Should I Be Screened?

The question of Screening is a personal and complex one. It’s important for each man to talk with his doctor about whether prostate cancer screening is right for him.

There is no unanimous opinion in the medical community regarding the benefits of prostate cancer screening. Those who advocate regular screening believe that finding prostate cancer early offers men a better chance to cure the disease if your cancer warrants treatment. It also may inform you that you don’t need your prostate cancer treated.

Those who recommend against regular screening note that because most prostate cancers grow very slowly, the side effects of diagnosis (a prostate biopsy) and treatment would likely outweigh any benefit that might be derived from detecting the cancer at a stage when it is unlikely to cause problems.

Recent studies of screening in large U.S. and European populations have suggested that the benefits of screening may not occur for 10 or more years after screening, given the long natural history of prostate cancer. These studies also suggest that a large number of men will need to be screened (over 1,000) and treated (nearly 50) to save one life from prostate cancer. PSA screening increased the number of prostate cancer cases diagnoses each year in the USA, and most of these new cases are non-aggressive or low risk prostate cancer. Very few men will die of these less aggressive forms of prostate cancer in the first decade after diagnosis.

In 2012, the U.S. Preventative Task Force recommended against the use of PSA screening for healthy men of all ages, stating that the harms of screening outweigh the benefits. In contrast, physician-led groups, such as the American Society of Clinical Oncology and the American Urological Association, maintain that PSA screening should be considered in the context of a man’s life expectancy and other medical conditions. Most experts agree that there is no role for PSA screening for men expected to live less than 10 years. Ultimately, decisions about screening should be individualized based on a man’s level of risk, overall health, and life expectancy, as well as his desire for eventual treatment if he is diagnosed with prostate cancer.

It should be noted that these recommendations apply to screening only, i.e. testing of healthy men without symptoms. Once the diagnosis of prostate cancer is confirmed by biopsy, PSA is still routinely recommended and used for risk-assessment and post-treatment monitoring.

When to Start—and Stop—Screening

When to start screening is generally based on individual risk, with age 40 being a reasonable time to start screening for those at highest risk (genetic predispositions or strong family histories of prostate cancer at a young age).

For otherwise healthy men at high risk (positive family history or African American men), starting at age 40-45 is reasonable.

Guidelines differ for men at average risk. Some recommend an initial PSA and DRE at age 40, and others recommend starting at age 50. In general, all men should create a proactive prostate health plan that is right for them based on their lifestyle and family history.

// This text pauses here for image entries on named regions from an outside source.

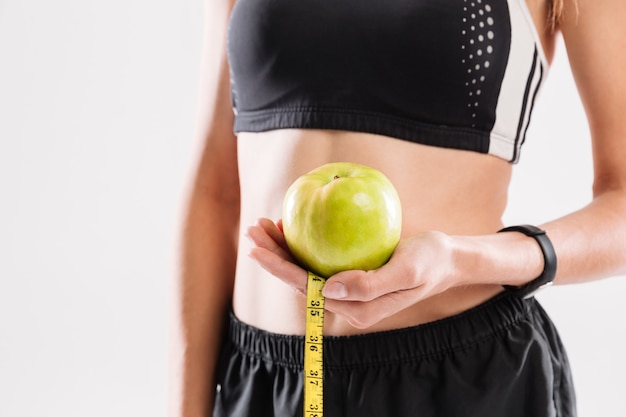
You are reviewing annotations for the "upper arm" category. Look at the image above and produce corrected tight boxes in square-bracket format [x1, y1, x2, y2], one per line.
[560, 0, 626, 194]
[189, 0, 239, 201]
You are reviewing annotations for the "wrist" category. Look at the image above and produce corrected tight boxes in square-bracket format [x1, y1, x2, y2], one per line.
[452, 229, 544, 286]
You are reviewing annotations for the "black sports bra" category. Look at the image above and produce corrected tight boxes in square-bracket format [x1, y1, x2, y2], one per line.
[228, 0, 548, 162]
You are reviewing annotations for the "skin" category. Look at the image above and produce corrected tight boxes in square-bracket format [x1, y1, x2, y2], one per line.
[170, 0, 626, 417]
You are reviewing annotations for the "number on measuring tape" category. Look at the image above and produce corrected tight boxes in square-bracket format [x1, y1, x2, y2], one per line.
[304, 272, 326, 417]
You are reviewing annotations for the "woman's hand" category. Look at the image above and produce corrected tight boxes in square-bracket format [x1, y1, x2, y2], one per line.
[248, 219, 460, 329]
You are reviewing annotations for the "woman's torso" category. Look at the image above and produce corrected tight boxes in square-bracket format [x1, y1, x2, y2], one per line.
[227, 1, 553, 335]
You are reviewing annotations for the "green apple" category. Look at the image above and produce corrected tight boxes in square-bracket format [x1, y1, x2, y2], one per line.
[283, 162, 402, 278]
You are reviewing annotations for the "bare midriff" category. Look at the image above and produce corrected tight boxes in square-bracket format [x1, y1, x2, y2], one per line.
[233, 129, 511, 335]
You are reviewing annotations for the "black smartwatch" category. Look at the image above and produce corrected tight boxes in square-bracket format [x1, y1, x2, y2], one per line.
[498, 224, 557, 298]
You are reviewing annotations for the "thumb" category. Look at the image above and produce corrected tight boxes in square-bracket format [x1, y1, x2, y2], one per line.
[322, 270, 382, 301]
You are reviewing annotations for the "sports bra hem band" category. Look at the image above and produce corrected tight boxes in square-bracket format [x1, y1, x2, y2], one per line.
[234, 107, 513, 162]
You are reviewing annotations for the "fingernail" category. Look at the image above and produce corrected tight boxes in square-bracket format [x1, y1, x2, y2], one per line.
[322, 282, 348, 300]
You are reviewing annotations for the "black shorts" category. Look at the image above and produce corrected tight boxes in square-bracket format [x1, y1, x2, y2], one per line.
[213, 293, 576, 417]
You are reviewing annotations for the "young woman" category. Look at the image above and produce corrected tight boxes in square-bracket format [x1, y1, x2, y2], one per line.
[171, 0, 626, 417]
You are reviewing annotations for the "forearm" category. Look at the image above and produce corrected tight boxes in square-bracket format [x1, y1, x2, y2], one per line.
[170, 188, 238, 417]
[452, 192, 626, 286]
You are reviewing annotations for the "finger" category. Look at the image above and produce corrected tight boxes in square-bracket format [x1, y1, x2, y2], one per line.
[324, 289, 420, 329]
[249, 247, 308, 294]
[257, 218, 289, 251]
[322, 265, 416, 301]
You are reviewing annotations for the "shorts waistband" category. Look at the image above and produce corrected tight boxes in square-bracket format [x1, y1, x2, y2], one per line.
[230, 292, 539, 369]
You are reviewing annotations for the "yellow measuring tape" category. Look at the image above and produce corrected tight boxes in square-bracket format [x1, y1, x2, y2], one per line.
[304, 272, 326, 417]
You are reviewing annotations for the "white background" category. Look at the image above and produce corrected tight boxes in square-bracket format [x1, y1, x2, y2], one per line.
[0, 0, 626, 417]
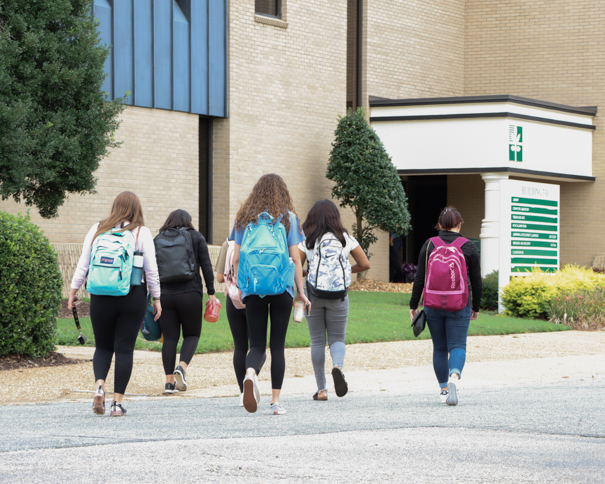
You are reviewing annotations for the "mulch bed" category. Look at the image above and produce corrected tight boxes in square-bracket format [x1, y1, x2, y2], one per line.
[59, 299, 90, 319]
[0, 351, 89, 371]
[349, 279, 413, 294]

When to stop screening is also controversial. Some groups propose 75 as a reasonable cut-off age. Other groups suggest this is an individual decision based on life expectancy and overall current health.

You can find a useful resource for making these decisions at the U.S. Centers for Disease Control and Prevention site.

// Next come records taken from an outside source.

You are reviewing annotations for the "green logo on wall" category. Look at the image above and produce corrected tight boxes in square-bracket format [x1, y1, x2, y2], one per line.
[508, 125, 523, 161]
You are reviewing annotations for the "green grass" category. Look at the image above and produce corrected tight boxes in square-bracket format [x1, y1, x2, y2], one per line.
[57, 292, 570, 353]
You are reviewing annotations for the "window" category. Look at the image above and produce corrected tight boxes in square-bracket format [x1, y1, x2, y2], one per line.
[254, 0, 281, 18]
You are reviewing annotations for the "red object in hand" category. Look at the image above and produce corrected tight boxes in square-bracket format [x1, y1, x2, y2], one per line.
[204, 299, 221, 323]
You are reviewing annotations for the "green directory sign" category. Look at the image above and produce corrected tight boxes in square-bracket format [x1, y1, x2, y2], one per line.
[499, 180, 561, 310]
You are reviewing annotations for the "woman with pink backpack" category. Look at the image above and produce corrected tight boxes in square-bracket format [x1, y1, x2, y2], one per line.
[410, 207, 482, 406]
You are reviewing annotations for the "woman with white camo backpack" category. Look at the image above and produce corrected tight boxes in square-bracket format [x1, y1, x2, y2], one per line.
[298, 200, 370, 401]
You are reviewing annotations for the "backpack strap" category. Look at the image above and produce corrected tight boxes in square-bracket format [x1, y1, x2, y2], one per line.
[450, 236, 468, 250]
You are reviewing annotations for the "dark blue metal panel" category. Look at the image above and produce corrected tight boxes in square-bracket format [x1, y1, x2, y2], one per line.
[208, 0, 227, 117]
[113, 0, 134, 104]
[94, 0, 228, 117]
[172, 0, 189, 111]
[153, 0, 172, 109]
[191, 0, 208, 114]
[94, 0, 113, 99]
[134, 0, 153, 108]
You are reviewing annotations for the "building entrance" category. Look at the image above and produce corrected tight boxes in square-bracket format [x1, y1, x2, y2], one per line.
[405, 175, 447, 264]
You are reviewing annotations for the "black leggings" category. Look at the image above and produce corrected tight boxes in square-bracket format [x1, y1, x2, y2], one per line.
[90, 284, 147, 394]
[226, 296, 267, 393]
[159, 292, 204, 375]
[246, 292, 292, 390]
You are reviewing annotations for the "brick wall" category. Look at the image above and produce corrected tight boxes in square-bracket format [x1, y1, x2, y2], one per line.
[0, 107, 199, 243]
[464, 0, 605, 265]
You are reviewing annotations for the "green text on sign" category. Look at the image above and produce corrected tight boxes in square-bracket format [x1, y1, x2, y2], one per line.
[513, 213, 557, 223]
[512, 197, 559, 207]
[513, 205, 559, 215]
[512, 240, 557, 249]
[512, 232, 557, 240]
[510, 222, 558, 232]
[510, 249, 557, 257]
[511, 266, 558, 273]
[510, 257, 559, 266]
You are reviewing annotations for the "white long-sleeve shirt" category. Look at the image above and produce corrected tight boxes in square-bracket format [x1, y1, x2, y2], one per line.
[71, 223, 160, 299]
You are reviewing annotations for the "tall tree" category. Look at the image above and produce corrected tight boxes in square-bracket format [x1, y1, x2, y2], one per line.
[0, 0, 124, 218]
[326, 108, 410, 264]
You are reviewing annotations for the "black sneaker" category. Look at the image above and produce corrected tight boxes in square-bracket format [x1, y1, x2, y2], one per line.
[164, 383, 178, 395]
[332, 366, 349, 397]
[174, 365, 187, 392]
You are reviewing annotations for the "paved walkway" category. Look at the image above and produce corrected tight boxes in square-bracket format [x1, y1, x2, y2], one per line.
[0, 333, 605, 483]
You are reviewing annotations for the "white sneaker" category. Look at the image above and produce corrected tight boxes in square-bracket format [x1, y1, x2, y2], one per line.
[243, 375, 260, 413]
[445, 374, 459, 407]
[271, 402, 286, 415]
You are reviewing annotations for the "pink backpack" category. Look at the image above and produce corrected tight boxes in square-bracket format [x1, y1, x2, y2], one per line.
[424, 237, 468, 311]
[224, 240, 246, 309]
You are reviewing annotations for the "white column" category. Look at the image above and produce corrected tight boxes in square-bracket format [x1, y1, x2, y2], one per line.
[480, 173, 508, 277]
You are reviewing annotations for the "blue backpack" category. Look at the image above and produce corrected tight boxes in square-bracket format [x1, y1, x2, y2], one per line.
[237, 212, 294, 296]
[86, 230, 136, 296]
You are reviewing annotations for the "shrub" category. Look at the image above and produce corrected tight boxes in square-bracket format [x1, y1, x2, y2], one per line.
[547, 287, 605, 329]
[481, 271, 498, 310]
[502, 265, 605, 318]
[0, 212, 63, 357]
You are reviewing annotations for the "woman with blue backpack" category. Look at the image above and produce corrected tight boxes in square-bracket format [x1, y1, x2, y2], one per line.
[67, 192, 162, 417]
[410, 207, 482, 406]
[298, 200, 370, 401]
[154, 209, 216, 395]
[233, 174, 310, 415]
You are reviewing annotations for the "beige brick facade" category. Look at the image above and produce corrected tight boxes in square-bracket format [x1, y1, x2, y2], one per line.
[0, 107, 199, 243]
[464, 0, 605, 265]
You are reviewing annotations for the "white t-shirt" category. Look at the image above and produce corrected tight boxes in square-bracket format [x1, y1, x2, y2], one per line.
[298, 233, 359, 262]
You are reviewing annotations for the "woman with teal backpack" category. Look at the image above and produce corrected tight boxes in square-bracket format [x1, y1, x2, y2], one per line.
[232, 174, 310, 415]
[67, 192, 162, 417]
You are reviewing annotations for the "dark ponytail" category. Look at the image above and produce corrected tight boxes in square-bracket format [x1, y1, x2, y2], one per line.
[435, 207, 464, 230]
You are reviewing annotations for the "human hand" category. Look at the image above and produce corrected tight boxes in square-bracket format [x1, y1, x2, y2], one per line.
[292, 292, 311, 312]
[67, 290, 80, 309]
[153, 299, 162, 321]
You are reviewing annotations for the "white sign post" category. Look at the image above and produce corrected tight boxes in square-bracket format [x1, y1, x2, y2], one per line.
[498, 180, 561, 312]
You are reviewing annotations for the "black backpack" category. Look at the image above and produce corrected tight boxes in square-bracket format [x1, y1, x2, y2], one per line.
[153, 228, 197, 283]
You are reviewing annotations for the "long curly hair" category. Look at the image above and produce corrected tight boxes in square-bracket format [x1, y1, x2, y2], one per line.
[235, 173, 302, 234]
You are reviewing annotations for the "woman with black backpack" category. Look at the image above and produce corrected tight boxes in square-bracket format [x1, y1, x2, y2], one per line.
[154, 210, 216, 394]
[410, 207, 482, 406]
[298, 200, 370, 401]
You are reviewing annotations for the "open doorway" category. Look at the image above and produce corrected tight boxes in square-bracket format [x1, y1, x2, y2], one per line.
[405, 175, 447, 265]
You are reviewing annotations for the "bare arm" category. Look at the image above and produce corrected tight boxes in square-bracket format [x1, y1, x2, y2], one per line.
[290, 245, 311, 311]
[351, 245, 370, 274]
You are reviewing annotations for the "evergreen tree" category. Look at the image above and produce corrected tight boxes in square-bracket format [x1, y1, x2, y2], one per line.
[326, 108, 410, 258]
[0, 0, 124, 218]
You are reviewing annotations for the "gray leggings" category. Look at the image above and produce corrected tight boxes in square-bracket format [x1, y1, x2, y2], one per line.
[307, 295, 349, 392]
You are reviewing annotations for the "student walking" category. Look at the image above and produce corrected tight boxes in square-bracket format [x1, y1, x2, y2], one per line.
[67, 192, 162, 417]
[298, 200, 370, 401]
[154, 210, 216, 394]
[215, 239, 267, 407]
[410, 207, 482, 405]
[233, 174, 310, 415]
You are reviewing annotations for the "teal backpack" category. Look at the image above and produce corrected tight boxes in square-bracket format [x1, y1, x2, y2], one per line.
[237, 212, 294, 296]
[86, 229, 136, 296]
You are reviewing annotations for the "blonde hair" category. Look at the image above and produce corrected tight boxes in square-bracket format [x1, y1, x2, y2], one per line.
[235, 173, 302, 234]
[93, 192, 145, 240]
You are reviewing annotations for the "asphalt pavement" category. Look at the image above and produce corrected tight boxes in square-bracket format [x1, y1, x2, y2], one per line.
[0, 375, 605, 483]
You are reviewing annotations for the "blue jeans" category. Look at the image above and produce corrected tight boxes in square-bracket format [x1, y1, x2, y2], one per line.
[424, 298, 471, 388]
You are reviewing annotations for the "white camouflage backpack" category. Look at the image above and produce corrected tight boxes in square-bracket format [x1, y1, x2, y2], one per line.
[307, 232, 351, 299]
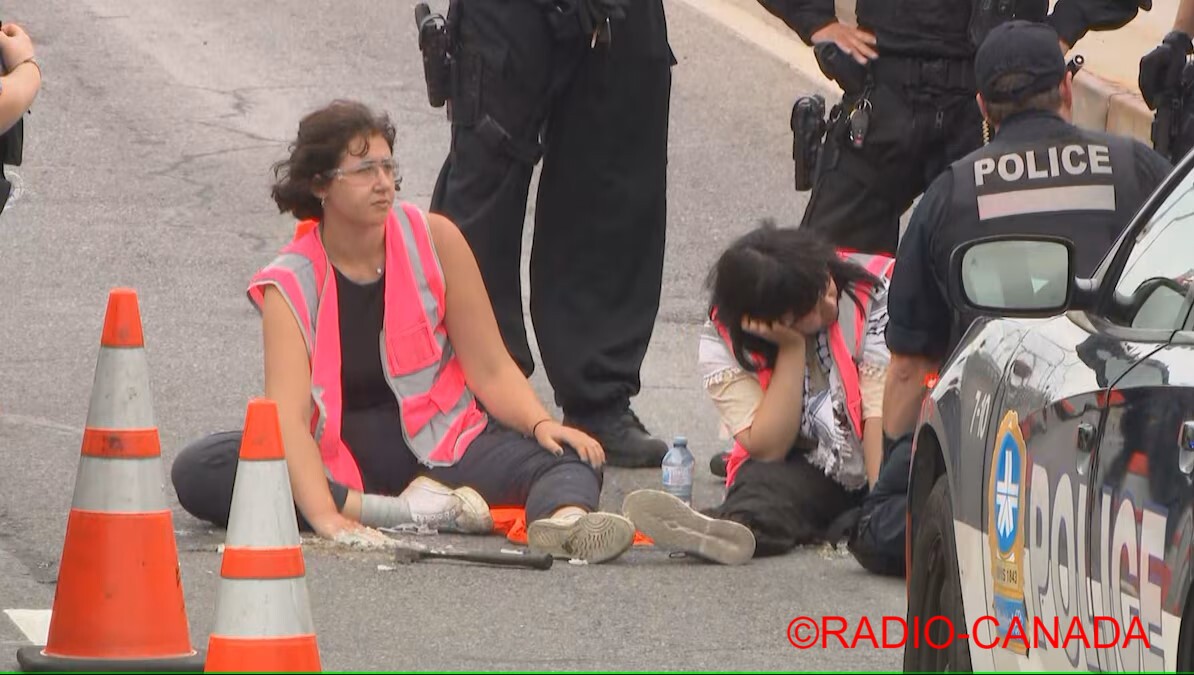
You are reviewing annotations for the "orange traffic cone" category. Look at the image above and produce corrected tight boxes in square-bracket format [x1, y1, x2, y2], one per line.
[17, 288, 203, 671]
[205, 399, 320, 673]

You can read more about these recommendations here: www.pcf.org/uspstf

Screening and Biopsy

PSA screening may reveal results that prompt a doctor to recommend a biopsy. However, the result may create more confusion as the PSA is mildly elevated. Fortunately, there are many other supplementary tests and considerations that can help a man who is undergoing screening decide if a biopsy is necessary, including:

  • The percent free PSA test (Less than 25% increases risk of having cancer)
  • PSA velocity or the rate of rise over time (faster increases risk of having cancer)
  • PSA density = PSA per volume of prostate (higher density increases risk of having cancer)
  • Digital rectal exam results
  • Different forms of PSA (e.g. pro-PSA)
  • Measuring other urine (MiPS) and blood tests (4K panel)

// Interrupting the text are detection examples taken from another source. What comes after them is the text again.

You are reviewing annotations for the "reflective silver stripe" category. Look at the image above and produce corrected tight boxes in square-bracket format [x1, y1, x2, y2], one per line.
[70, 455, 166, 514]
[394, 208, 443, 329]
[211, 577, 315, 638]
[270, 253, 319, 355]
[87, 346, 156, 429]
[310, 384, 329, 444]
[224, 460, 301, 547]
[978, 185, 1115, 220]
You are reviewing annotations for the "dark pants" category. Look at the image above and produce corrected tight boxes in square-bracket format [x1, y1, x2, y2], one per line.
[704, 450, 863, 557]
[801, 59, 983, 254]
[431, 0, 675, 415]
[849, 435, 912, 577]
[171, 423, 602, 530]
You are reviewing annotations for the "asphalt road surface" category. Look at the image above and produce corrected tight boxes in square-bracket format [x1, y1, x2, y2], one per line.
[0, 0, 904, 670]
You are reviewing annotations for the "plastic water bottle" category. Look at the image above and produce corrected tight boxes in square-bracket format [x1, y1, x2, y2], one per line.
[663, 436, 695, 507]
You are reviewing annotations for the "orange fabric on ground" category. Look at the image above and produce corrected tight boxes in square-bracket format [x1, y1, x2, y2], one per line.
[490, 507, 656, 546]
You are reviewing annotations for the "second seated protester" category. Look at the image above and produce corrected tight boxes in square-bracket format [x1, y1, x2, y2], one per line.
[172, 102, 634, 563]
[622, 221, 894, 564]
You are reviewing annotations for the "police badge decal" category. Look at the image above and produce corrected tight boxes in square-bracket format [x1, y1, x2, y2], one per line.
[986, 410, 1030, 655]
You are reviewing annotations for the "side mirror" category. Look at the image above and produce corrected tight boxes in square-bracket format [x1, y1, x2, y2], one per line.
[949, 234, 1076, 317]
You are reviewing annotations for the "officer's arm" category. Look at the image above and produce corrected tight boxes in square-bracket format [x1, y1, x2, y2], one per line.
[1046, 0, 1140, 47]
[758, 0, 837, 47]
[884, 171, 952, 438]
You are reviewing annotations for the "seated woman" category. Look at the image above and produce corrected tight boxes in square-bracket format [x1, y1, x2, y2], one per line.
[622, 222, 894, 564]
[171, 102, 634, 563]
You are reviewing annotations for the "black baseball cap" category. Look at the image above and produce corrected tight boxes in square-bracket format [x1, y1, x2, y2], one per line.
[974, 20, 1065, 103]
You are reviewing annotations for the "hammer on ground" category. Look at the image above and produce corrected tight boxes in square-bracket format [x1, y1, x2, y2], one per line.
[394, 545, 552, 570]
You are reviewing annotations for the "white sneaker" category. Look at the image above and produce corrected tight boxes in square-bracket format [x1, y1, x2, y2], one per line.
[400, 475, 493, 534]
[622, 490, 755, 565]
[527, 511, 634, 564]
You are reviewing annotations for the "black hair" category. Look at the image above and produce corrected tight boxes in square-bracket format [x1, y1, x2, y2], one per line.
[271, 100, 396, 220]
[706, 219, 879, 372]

Discuss these individual tests with your doctor to make screening decisions that are best for you.

Better cancer specific blood and urine based tests are on the horizon, as well as investigations into using imaging, such as MRI, to help screen and target the biopsy for prostate cancer. Regardless, the PSA test remains an important tool in the diagnostic process.

PSA is not PSA!
It should be noted that these recommendations apply to screening only, i.e. testing of healthy men without symptoms. Once the diagnosis of prostate cancer is confirmed by biopsy, PSA is still routinely recommended and used for risk-assessment and post-treatment monitoring.